Choirul Umam menyampaikan bahwa penyusunan daerah pemilihan merupakan tahapan yang tidak sederhana.
“Penyusunan dapil bukan hanya soal kesetaraan nilai suara, tetapi harus memedomani tujuh prinsip penataan dapil,” ujarnya.

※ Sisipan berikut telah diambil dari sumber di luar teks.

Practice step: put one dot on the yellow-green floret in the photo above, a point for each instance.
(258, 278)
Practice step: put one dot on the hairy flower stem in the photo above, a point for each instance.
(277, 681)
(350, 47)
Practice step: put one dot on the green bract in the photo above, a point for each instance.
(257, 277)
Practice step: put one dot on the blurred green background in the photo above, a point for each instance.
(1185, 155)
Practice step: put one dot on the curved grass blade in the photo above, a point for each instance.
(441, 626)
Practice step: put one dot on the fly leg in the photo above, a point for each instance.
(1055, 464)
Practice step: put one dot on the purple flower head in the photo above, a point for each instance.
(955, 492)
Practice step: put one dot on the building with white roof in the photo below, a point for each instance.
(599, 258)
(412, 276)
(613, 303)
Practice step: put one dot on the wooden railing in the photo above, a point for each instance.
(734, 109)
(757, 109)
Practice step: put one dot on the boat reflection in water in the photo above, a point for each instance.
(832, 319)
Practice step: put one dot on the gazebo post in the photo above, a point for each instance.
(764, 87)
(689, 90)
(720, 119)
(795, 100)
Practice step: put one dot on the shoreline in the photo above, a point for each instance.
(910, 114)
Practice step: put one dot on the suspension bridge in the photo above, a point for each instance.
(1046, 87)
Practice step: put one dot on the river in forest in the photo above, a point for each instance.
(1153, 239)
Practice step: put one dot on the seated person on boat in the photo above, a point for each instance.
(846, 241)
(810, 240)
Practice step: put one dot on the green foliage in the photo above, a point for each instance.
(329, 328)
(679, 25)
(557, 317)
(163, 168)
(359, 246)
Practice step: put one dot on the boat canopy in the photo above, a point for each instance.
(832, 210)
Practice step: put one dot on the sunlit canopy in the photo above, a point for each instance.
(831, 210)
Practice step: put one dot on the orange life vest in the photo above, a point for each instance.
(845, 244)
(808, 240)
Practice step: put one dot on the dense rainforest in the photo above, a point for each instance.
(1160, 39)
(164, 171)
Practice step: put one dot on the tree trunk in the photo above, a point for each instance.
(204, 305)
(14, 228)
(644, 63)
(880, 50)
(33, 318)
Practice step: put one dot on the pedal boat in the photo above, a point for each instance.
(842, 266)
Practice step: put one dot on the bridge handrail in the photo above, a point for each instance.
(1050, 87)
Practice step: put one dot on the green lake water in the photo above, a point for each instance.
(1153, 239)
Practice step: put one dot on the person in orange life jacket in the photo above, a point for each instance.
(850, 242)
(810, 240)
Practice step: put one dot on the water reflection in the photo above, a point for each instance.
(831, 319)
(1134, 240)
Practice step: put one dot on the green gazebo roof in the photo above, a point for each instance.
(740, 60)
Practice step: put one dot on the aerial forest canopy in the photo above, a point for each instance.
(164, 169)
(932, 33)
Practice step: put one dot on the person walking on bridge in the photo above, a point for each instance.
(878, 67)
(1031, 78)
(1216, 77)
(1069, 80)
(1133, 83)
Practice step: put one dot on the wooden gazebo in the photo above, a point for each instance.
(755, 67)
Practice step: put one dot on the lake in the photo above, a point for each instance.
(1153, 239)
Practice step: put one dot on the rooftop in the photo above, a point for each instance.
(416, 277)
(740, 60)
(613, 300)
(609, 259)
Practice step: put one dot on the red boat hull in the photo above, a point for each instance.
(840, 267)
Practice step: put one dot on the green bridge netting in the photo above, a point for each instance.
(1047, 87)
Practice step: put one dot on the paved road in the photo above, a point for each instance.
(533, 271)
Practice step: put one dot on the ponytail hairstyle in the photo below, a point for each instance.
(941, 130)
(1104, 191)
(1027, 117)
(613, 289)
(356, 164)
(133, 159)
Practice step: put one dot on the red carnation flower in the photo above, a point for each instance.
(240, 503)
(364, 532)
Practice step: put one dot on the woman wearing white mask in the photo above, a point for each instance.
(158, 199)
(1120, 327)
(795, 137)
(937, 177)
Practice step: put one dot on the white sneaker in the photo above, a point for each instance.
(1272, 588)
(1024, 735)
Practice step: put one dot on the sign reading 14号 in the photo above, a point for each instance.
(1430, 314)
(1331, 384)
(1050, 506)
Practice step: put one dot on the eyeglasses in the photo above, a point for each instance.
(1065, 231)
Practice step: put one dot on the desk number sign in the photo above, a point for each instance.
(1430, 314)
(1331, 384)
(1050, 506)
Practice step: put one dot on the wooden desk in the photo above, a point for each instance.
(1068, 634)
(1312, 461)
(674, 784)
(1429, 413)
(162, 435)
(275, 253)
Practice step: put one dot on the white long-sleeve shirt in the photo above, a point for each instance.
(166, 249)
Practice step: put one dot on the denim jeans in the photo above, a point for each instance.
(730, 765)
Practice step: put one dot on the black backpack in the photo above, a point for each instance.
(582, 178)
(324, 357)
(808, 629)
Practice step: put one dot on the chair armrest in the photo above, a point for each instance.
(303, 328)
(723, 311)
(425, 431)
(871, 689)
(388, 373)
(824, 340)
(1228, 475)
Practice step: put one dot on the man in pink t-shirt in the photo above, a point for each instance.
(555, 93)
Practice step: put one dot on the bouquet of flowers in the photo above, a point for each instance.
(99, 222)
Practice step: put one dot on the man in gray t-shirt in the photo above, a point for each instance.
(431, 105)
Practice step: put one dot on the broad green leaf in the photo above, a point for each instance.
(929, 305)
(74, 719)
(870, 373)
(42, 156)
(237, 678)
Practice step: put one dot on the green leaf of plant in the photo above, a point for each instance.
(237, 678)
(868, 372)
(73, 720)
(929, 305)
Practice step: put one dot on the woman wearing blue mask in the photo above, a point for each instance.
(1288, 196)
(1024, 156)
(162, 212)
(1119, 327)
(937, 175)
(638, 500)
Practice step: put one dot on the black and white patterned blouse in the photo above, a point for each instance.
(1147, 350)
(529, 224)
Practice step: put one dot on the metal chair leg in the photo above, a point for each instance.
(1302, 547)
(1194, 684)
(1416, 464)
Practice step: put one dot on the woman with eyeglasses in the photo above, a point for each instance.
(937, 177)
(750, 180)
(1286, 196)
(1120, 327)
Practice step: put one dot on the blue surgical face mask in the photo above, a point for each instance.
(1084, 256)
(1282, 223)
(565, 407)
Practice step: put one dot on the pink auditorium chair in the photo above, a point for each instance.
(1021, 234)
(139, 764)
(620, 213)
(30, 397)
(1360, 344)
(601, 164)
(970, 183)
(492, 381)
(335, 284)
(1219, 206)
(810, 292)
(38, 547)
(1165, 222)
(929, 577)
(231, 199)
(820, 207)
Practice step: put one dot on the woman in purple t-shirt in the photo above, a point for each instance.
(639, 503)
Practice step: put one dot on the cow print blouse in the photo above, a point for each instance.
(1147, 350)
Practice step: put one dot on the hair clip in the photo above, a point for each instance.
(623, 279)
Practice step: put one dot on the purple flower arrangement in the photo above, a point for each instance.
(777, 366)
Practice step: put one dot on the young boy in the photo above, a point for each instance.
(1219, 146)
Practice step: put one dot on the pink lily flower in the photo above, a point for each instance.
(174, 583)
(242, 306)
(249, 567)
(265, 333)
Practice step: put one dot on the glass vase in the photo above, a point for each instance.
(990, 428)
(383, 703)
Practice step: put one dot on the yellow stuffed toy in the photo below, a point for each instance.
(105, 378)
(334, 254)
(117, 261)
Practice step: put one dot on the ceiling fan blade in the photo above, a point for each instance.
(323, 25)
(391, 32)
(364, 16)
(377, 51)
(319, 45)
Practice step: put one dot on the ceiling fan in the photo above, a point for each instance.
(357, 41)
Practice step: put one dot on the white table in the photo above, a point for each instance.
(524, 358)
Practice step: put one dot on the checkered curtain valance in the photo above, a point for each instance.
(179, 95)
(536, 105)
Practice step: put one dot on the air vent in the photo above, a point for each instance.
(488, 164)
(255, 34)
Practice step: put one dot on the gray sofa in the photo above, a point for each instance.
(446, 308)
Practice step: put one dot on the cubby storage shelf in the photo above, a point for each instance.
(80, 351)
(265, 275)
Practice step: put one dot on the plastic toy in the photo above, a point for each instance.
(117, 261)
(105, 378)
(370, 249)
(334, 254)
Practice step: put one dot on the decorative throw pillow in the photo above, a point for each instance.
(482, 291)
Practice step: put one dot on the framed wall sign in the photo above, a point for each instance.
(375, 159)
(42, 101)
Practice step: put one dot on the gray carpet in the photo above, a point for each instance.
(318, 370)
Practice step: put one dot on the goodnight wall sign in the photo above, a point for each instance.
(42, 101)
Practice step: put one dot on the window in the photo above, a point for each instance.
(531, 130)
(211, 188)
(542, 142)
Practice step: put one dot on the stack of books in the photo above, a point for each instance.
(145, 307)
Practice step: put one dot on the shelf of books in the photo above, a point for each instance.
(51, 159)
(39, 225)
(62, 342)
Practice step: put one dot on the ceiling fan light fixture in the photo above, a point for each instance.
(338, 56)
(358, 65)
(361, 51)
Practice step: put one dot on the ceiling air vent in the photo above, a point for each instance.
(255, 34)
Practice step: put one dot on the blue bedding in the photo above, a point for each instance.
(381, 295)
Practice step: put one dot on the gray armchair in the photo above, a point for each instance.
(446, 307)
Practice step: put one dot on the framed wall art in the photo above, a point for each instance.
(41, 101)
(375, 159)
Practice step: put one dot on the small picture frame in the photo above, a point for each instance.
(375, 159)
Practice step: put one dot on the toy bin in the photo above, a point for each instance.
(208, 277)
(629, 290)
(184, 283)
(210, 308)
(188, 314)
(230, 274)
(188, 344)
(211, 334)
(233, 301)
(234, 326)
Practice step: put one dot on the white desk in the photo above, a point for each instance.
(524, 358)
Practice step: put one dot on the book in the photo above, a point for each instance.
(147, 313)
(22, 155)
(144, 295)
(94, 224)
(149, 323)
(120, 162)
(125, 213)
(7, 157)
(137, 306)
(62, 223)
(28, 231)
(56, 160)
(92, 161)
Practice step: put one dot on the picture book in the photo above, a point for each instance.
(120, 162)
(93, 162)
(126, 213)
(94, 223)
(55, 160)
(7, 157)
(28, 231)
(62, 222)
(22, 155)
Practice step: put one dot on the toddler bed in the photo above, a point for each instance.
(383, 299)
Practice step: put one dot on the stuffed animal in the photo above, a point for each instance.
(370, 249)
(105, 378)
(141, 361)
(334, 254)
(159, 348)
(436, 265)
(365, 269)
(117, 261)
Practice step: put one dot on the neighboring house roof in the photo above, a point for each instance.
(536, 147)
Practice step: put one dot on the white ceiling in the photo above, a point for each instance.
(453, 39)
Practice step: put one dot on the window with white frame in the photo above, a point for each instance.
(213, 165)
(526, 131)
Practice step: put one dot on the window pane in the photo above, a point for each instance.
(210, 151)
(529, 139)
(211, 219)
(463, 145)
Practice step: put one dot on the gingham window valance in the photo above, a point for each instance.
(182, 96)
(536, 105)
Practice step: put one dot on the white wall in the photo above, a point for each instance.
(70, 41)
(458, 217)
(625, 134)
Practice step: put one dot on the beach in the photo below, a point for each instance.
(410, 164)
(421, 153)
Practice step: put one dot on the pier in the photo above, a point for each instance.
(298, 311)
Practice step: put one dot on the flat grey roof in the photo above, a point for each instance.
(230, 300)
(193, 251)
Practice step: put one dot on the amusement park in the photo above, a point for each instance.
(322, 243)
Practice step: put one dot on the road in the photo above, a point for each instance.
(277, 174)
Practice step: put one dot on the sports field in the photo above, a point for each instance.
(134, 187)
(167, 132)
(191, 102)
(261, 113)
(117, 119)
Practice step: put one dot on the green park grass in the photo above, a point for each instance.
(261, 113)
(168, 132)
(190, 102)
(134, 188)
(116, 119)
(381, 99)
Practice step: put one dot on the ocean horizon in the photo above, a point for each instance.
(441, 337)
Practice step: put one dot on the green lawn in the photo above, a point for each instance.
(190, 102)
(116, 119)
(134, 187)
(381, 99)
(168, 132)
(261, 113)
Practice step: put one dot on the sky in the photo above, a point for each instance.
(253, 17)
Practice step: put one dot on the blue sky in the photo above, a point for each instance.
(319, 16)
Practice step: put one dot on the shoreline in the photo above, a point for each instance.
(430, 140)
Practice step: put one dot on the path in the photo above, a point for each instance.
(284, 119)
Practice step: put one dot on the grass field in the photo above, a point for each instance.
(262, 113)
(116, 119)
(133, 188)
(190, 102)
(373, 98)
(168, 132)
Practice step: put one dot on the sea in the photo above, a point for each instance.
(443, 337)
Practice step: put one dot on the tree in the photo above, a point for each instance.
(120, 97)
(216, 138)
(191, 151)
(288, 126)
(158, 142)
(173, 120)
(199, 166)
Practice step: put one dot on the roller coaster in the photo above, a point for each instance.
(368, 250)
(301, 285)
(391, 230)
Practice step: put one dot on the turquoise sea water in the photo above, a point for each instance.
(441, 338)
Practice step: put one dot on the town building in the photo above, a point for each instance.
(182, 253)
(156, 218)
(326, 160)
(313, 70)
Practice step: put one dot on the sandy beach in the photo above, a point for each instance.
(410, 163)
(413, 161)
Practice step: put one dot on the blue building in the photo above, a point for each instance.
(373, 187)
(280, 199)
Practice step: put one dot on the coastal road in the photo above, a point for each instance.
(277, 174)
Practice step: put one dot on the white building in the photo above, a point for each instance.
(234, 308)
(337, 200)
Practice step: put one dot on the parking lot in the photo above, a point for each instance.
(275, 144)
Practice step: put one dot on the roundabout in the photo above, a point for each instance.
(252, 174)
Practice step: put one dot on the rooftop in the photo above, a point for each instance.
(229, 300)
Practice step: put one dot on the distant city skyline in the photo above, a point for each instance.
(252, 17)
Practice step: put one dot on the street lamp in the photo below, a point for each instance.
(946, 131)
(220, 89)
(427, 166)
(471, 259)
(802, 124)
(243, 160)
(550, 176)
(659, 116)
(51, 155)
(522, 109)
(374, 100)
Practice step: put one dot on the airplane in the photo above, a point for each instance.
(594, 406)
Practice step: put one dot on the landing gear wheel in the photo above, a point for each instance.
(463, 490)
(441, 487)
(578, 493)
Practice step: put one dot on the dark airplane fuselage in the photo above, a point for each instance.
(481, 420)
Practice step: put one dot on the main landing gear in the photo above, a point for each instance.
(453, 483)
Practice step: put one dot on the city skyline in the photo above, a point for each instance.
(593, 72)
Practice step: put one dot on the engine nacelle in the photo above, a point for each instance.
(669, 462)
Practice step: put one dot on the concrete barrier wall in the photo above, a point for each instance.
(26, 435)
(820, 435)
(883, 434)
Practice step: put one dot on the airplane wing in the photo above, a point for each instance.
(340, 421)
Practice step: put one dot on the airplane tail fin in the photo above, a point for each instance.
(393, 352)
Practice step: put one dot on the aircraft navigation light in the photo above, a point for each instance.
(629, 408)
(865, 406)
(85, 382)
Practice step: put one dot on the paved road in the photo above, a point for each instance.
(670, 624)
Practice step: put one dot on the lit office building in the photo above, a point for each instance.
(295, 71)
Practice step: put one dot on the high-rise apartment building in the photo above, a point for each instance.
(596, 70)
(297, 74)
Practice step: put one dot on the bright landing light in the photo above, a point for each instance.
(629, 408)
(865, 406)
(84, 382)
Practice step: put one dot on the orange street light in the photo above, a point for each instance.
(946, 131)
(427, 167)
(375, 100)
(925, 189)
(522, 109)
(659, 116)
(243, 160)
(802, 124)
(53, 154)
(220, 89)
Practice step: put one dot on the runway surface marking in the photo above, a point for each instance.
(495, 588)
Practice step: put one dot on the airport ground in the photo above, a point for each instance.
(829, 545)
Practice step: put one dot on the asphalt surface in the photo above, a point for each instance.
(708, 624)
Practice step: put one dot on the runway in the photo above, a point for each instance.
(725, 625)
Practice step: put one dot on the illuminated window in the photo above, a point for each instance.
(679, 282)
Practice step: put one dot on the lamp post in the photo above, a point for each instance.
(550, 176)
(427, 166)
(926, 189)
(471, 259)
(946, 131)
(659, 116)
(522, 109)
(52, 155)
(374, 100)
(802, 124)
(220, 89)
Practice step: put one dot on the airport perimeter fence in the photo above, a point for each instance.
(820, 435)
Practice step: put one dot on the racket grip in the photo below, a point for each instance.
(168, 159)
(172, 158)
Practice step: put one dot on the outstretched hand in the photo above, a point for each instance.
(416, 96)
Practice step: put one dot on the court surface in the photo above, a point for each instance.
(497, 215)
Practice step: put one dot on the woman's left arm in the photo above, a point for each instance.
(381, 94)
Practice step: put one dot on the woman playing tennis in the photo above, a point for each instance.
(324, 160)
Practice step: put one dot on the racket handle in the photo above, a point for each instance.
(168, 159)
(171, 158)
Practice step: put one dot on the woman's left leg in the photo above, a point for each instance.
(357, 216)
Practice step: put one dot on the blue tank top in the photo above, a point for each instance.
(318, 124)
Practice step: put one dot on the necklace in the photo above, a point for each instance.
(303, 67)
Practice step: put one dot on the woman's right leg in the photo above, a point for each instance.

Sementara itu, Dwi Endah Prasetyowati menegaskan komitmen pengawasan Bawaslu dalam penataan dapil.
“Penataan dapil merupakan isu fundamental dan Bawaslu berkomitmen melakukan pengawasan melekat agar tetap berpedoman pada prinsip-prinsip dasar,” katanya.
Dari sisi pengawasan daerah, Ketua Badan Pengawas Pemilihan Umum Kota Surabaya, Novli Bernando Thyssen, menekankan pentingnya uji publik sebelum penetapan dapil.
“Penyusunan dapil perlu melibatkan para pemangku kepentingan dan tetap berlandaskan regulasi agar tidak berpotensi menjadi sengketa pemilu,” ujarnya.
Melalui keikutsertaan dalam forum ini, Bawaslu Kabupaten Madiun memperkuat pemahaman terhadap perubahan regulasi dan penataan daerah pemilihan sebagai bagian dari penguatan fungsi pengawasan.